One-third of doctorates lose interest in academic careers, but not for lack of jobs.

September 20, 2017

3 Min Read
Career choices of science, engineering doctorates changing
Ingram Publishing/Thinkstock

There are growing concerns that the challenges of landing a faculty job are discouraging young science and engineering doctorates from pursuing careers in academia. The assumption is that the majority aspire to a faculty career but drop out of the academic pipeline because there just aren’t enough tenure-track jobs to go around.

However, a new Cornell study suggests that this assumption may not be true for many doctoral candidates. The research was published Sept. 18 in PLOS ONE.

“They’re not being forced out of academia and into less desirable jobs. Instead, many lose interest in the faculty career itself,” said study co-author Michael Roach, the J. Thomas & Nancy W. Clark assistant professor of entrepreneurship in the Charles H. Dyson School of Applied Economics & Management at Cornell.

Co-author Henry Sauermann of ESMT Berlin added, “Our key contribution is to dig deeper to understand why students lose interest in the faculty career, and we consider a broad range of factors, such as job market expectations, self-perceived ability or preferences for research and autonomy.”

Roach and Sauermann followed a cohort of 854 doctoral students studying science and engineering at 39 U.S. research universities over the course of their graduate training.
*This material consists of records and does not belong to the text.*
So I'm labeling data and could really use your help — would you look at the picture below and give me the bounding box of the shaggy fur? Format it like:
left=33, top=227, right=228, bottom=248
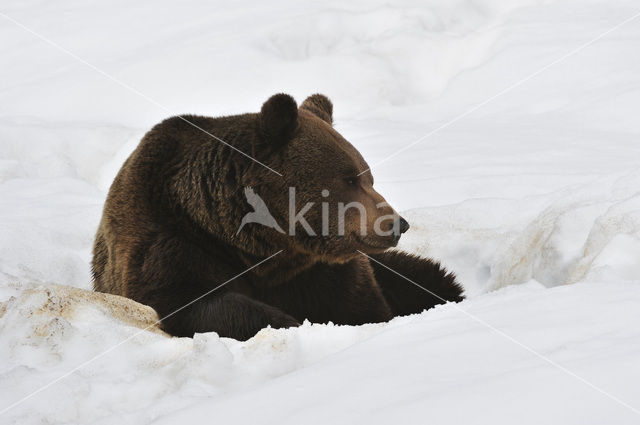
left=92, top=94, right=462, bottom=340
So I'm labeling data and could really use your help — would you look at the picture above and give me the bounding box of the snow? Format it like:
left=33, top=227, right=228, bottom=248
left=0, top=0, right=640, bottom=425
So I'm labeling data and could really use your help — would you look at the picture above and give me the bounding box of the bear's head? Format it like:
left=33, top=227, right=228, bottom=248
left=235, top=94, right=409, bottom=262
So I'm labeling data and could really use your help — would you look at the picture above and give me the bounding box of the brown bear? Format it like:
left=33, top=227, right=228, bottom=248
left=92, top=94, right=463, bottom=340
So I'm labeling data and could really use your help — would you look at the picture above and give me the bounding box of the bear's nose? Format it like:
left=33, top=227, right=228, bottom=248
left=400, top=217, right=411, bottom=233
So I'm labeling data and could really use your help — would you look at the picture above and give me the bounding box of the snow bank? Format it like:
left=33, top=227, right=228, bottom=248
left=0, top=0, right=640, bottom=425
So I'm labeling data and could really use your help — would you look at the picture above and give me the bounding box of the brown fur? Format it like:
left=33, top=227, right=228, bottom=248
left=92, top=94, right=462, bottom=339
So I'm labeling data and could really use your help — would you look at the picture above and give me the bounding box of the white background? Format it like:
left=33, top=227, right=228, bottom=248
left=0, top=0, right=640, bottom=424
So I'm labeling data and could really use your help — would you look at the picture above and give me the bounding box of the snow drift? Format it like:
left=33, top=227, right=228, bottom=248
left=0, top=0, right=640, bottom=424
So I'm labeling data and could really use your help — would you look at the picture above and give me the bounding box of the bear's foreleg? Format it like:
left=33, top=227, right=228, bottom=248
left=159, top=293, right=300, bottom=341
left=370, top=251, right=464, bottom=316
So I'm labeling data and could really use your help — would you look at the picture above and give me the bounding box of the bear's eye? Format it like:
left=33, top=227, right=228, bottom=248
left=346, top=177, right=358, bottom=187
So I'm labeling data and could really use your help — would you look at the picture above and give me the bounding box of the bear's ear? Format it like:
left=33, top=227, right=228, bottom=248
left=300, top=93, right=333, bottom=125
left=260, top=93, right=298, bottom=149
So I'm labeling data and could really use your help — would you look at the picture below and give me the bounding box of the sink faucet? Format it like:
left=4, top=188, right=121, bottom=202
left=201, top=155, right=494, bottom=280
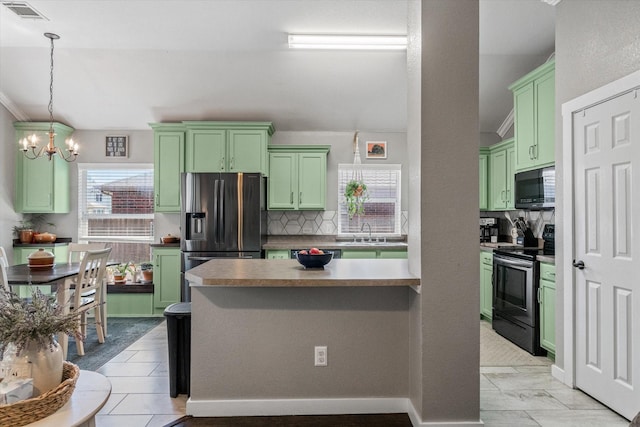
left=360, top=222, right=371, bottom=242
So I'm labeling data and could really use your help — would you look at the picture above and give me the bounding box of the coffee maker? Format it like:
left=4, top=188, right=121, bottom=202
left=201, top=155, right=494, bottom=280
left=480, top=218, right=500, bottom=243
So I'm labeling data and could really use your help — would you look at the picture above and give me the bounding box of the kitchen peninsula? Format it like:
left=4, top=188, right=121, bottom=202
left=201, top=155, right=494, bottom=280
left=186, top=259, right=420, bottom=416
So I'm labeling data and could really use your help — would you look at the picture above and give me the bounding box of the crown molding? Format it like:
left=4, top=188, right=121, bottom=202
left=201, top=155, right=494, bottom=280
left=0, top=92, right=29, bottom=122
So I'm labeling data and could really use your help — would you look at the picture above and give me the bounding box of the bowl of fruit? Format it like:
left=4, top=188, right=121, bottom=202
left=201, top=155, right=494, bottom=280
left=296, top=248, right=333, bottom=268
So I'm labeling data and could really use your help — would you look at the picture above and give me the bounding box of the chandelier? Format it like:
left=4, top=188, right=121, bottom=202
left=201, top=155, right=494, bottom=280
left=18, top=33, right=78, bottom=162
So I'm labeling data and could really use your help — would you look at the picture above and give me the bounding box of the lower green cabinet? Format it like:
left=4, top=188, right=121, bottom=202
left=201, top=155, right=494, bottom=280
left=342, top=249, right=407, bottom=259
left=538, top=263, right=556, bottom=356
left=480, top=251, right=493, bottom=321
left=152, top=248, right=181, bottom=314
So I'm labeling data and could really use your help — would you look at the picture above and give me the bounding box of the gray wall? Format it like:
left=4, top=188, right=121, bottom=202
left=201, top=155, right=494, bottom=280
left=191, top=287, right=413, bottom=401
left=409, top=0, right=480, bottom=422
left=555, top=0, right=640, bottom=374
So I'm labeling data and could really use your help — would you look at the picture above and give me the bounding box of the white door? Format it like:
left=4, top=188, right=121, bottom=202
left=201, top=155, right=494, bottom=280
left=573, top=91, right=640, bottom=419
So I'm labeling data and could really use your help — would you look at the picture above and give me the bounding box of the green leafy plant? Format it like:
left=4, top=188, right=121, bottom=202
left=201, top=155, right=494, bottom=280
left=344, top=179, right=369, bottom=219
left=111, top=261, right=136, bottom=276
left=140, top=262, right=153, bottom=271
left=0, top=288, right=84, bottom=359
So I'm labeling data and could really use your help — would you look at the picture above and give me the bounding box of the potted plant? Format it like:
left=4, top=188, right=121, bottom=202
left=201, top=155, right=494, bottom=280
left=140, top=262, right=153, bottom=282
left=111, top=261, right=135, bottom=283
left=344, top=179, right=369, bottom=219
left=0, top=287, right=83, bottom=397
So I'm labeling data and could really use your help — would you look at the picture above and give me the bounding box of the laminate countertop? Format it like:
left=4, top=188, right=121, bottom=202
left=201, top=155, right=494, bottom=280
left=185, top=259, right=420, bottom=287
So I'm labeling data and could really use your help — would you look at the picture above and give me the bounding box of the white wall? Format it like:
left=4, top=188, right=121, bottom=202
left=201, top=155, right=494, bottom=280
left=555, top=0, right=640, bottom=374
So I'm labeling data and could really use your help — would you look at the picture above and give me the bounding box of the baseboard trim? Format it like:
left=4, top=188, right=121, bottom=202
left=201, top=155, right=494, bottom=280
left=551, top=364, right=573, bottom=387
left=186, top=398, right=484, bottom=427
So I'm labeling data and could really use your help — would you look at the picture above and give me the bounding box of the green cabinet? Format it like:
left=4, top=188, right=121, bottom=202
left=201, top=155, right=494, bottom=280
left=488, top=139, right=515, bottom=211
left=13, top=122, right=74, bottom=213
left=480, top=251, right=493, bottom=321
left=267, top=145, right=330, bottom=210
left=152, top=247, right=181, bottom=312
left=478, top=148, right=489, bottom=210
left=509, top=60, right=555, bottom=172
left=151, top=124, right=185, bottom=212
left=265, top=249, right=291, bottom=259
left=183, top=122, right=274, bottom=176
left=538, top=262, right=556, bottom=356
left=342, top=249, right=407, bottom=259
left=13, top=244, right=69, bottom=264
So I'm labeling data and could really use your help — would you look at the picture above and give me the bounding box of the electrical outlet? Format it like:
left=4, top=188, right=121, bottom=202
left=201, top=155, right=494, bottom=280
left=314, top=345, right=327, bottom=366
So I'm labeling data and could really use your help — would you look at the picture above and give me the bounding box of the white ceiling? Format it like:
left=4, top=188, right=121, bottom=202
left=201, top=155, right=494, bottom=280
left=0, top=0, right=555, bottom=132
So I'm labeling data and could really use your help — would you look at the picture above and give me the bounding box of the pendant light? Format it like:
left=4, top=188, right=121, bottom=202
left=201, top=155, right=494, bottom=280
left=19, top=33, right=78, bottom=162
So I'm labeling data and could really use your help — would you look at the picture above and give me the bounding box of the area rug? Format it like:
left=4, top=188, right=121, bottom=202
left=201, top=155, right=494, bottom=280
left=480, top=321, right=553, bottom=366
left=67, top=317, right=164, bottom=371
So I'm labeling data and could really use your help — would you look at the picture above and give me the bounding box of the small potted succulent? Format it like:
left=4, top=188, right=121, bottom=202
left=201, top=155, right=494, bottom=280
left=111, top=261, right=136, bottom=283
left=344, top=179, right=369, bottom=219
left=140, top=262, right=153, bottom=282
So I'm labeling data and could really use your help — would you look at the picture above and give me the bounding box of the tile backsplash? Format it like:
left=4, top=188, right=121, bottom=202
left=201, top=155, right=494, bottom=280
left=267, top=211, right=409, bottom=235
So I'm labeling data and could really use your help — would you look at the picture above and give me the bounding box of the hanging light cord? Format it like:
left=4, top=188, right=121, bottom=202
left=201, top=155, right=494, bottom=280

The doctoral candidates took a survey at the beginning of their graduate studies and again three years later that asked about their career preferences and explored potential drivers of changes in their preferences.

The study found that, although 80% of students started the doctoral program with an interest in an academic career, by the time they neared graduation, one-third of these students had lost interest in an academic career entirely. At the same time, there was no difference across candidates in their low expectations of getting a faculty job or the difficulty of obtaining grants, suggesting that these factors do not explain why some lose interest while others remain highly interested in an academic career despite these challenges.

Roach and Sauermann were prompted to look into changes in academic career preferences because of concerns over the perceived labor market imbalance between the growing number of doctorates and the limited number of new faculty positions. One implication of this research is that this gap overstates the share of doctorates who intend to pursue an academic career.

When students start their doctoral programs, the majority have done research as an undergraduate and see academia as the default career path, Roach said, adding, “As they learn more about what that career path is like and the kind of work they want to do, that’s where we start to see a divergence, where people start to lose interest in a faculty career.”

This suggests the need for programs that provide students with more information on potential career paths and that prepare them for careers outside of academia.

For example, Cornell’s Broadening Experiences in Scientific Training (BEST) program enhances training opportunities for graduate students and postdoctoral scholars to prepare them for careers beyond conventional academic research.

The study also has implications for companies’ efforts to recruit recent doctorates. Rather than trying to lure doctorates by emulating the academic environment, firms should recognize that many doctorates who lose interest in academia are less interested in performing basic research or coming up with their own research projects and are more interested in commercializing new technologies, the researchers said.

“This is important as technology firms increasingly look to Ph.D.s to help them innovate,” Roach said.